First Appeal for FDA to Review Translarna Denied

TranslarnaPTC Therapeutics shared the latest news today on efforts to make its experimental drug Translarna available in the U.S. for the treatment of some forms of Duchenne muscular dystrophy (DMD). The company reported that the U.S. Food and Drug Administration (FDA) has denied its first appeal that a New Drug Application for Translarna be accepted and that the FDA conduct a full review of the drug.

PTC completed submission of its NDA to market Translarna in the U.S. in January 2016, but in February received a Refuse to File letter from the FDA stating that the application was not sufficient to permit a review. PTC submitted an appeal in July to escalate continuing discussions with the FDA about a path toward approval for the drug.

The company’s appeal was submitted to the next level of FDA management via the formal dispute regulation process. This process exists to encourage open, prompt discussion of scientific and procedural disputes that arise during the drug development process between FDA and companies. Within the dispute resolution process, PTC has said it is willing to consider multiple pathways to advance a potential FDA approval for Translarna, including the possibility of conducting an additional clinical trial under accelerated approval.
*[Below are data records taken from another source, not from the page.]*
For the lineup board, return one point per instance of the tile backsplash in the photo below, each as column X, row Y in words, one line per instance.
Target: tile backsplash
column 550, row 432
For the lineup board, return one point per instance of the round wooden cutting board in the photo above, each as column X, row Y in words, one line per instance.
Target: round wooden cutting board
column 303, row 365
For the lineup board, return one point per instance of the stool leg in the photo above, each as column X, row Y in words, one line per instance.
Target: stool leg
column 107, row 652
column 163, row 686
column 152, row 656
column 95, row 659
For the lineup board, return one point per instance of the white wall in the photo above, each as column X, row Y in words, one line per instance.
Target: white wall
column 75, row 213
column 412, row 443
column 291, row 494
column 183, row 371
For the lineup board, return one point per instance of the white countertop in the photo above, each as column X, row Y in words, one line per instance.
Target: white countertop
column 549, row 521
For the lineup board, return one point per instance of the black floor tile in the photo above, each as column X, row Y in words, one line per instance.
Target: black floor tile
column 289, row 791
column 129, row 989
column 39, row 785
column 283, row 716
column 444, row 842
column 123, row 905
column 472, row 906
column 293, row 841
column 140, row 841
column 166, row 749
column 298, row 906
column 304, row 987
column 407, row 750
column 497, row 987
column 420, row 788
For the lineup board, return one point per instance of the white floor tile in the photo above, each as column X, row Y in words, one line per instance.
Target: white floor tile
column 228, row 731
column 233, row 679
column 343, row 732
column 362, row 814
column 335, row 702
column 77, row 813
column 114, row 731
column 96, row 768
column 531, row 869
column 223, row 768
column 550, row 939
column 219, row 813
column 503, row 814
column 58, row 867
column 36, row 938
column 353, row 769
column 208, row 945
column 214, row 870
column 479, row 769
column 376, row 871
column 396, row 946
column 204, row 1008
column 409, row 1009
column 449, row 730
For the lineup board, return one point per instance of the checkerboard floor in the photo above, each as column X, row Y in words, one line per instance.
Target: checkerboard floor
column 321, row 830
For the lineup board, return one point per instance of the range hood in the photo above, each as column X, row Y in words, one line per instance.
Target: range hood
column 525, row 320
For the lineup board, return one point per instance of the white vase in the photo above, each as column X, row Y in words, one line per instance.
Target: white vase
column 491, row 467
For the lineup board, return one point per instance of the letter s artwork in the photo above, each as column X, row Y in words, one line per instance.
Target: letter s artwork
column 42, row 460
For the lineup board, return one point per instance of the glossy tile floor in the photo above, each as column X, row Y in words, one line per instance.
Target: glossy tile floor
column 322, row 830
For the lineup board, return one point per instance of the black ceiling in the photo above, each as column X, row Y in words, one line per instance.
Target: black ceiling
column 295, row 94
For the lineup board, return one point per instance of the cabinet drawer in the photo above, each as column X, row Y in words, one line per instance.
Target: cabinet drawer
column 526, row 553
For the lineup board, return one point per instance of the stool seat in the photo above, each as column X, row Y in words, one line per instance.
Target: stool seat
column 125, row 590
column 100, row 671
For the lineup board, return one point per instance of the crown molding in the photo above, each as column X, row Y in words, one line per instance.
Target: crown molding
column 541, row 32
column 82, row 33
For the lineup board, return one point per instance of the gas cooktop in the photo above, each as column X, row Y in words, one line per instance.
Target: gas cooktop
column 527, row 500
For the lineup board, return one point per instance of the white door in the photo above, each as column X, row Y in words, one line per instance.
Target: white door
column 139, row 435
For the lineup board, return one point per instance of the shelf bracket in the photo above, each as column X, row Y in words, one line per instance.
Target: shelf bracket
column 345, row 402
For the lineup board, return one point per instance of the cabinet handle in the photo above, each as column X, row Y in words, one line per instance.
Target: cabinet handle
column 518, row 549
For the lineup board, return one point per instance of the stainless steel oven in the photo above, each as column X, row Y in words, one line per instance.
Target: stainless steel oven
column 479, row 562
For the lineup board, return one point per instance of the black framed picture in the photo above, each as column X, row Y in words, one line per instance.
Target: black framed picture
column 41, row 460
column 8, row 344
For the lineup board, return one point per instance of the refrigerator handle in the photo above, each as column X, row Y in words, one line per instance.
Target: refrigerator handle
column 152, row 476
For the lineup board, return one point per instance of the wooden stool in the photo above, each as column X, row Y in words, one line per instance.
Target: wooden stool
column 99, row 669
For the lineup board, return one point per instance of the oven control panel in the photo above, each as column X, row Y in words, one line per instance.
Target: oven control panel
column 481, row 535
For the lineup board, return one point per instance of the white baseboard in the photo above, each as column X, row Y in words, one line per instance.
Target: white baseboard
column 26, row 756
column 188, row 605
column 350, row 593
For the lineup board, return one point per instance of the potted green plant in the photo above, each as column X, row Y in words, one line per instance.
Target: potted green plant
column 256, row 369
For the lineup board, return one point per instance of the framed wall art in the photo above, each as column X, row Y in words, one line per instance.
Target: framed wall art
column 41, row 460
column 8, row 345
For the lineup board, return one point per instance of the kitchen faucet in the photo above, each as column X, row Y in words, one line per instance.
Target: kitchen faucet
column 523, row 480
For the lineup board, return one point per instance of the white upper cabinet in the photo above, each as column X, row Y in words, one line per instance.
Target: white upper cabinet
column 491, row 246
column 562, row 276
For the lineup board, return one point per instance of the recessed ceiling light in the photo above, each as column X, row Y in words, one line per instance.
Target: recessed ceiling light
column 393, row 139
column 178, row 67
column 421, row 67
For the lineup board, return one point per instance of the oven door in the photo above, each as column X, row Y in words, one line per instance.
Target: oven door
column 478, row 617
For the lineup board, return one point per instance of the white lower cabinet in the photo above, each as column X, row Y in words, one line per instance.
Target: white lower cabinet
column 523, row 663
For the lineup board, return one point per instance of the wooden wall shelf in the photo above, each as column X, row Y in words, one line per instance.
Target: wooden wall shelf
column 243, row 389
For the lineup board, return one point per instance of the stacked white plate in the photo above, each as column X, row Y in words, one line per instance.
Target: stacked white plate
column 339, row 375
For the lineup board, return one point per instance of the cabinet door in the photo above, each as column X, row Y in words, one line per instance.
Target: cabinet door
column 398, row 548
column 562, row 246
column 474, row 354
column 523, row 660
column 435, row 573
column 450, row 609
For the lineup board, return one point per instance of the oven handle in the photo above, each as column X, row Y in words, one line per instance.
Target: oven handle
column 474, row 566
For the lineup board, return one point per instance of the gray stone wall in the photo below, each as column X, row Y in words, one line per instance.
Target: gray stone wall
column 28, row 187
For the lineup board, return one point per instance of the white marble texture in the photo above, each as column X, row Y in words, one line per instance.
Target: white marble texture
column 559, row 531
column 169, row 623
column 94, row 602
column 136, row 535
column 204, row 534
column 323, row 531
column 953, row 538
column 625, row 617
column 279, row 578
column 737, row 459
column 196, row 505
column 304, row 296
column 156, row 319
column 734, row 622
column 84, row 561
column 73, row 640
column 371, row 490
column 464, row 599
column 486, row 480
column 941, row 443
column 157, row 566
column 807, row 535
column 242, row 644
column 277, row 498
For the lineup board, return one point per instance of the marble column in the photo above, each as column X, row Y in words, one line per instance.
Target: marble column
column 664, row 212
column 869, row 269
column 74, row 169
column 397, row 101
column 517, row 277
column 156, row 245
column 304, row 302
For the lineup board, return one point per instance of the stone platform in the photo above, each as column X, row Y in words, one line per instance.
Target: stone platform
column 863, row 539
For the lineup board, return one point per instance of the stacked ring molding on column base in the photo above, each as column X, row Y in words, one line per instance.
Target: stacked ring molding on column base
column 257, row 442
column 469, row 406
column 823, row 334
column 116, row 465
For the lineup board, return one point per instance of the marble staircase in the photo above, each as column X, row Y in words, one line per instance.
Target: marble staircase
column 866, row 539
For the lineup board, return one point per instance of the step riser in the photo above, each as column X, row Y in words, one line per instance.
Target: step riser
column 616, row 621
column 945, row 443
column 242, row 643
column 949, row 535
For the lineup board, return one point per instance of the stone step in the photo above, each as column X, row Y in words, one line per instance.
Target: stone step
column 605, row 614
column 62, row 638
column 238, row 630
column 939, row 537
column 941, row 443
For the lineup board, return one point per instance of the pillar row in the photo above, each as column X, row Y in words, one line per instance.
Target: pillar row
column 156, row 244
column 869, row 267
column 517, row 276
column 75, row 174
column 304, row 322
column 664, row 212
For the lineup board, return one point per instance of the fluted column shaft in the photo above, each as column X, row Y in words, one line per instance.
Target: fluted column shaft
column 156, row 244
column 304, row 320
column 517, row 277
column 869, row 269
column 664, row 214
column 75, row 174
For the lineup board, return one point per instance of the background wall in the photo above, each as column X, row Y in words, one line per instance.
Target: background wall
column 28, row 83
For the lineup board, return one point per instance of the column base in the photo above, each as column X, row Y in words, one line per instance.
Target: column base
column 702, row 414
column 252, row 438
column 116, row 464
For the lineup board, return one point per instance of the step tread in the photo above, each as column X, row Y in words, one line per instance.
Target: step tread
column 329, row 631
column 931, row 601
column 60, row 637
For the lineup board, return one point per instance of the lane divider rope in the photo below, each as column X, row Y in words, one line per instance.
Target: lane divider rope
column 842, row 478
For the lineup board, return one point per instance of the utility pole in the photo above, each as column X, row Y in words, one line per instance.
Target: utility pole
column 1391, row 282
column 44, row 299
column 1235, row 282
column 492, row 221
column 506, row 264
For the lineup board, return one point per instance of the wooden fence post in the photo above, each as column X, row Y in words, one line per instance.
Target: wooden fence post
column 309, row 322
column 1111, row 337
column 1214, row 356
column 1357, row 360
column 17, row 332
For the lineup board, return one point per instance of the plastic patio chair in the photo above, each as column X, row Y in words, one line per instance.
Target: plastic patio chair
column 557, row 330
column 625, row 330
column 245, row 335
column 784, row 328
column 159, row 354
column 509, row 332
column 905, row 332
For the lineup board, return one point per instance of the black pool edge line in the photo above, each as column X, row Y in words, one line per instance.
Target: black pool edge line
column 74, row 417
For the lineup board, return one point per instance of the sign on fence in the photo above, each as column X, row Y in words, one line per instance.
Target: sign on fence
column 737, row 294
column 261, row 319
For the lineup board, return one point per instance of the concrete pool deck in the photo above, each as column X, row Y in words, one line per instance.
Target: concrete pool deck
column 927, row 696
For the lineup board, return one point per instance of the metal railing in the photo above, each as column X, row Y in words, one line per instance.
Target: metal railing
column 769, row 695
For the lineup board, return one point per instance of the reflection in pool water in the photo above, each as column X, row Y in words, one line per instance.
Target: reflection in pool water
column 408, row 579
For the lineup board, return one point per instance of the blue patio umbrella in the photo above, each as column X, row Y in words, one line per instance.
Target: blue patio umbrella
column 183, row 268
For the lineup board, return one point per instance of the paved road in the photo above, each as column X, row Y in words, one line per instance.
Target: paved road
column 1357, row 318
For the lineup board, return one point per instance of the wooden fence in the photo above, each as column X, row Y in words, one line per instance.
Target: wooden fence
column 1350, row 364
PTC now says it intends to escalate its appeal to the next supervisory level of the FDA as part of a process that may include multiple cycles of appeals to progressively higher levels of the regulatory agency.

A ‘read-through’ strategy

Translarna is under development by PTC to treat DMD caused by a type of genetic mutation known as a “nonsense mutation” or “premature stop codon.” This type of mutation results in production of a protein that is not complete and therefore not functional.

A “read-through” drug, Translarna is designed to act by changing the way muscle cells interpret genetic information, coaxing them to produce a needed muscle protein called dystrophin despite the presence of a nonsense mutation in the dystrophin gene. The drug, which is taken by mouth, may help approximately 13 percent of people with DMD. (Eteplirsen, also known as Exondys 51, recently received accelerated approval by the FDA and, similarly, may benefit approximately 13 percent of boys with DMD; however, the forms of DMD that are targeted by these two treatments are different.)

Developments to date

In October 2015, PTC announced results from its phase 3 “ACT DMD” clinical trial of Translarna, which demonstrated that although the drug failed to meet its primary endpoint, it was associated with statistically significant improvements to several clinical outcome measures for Translarna-treated patients. Analysis indicated the drug may slow functional decline in DMD patients, with some patients apparently responding more robustly to treatment than others.

In addition to having funded foundational work in DMD, MDA has contributed nearly $3 million towards Translarna’s development and phase 2 clinical testing.

Translarna received “conditional approval” in the European Union in August 2014 for use in people with DMD caused by a nonsense mutation who are at least 5 years old and able to walk.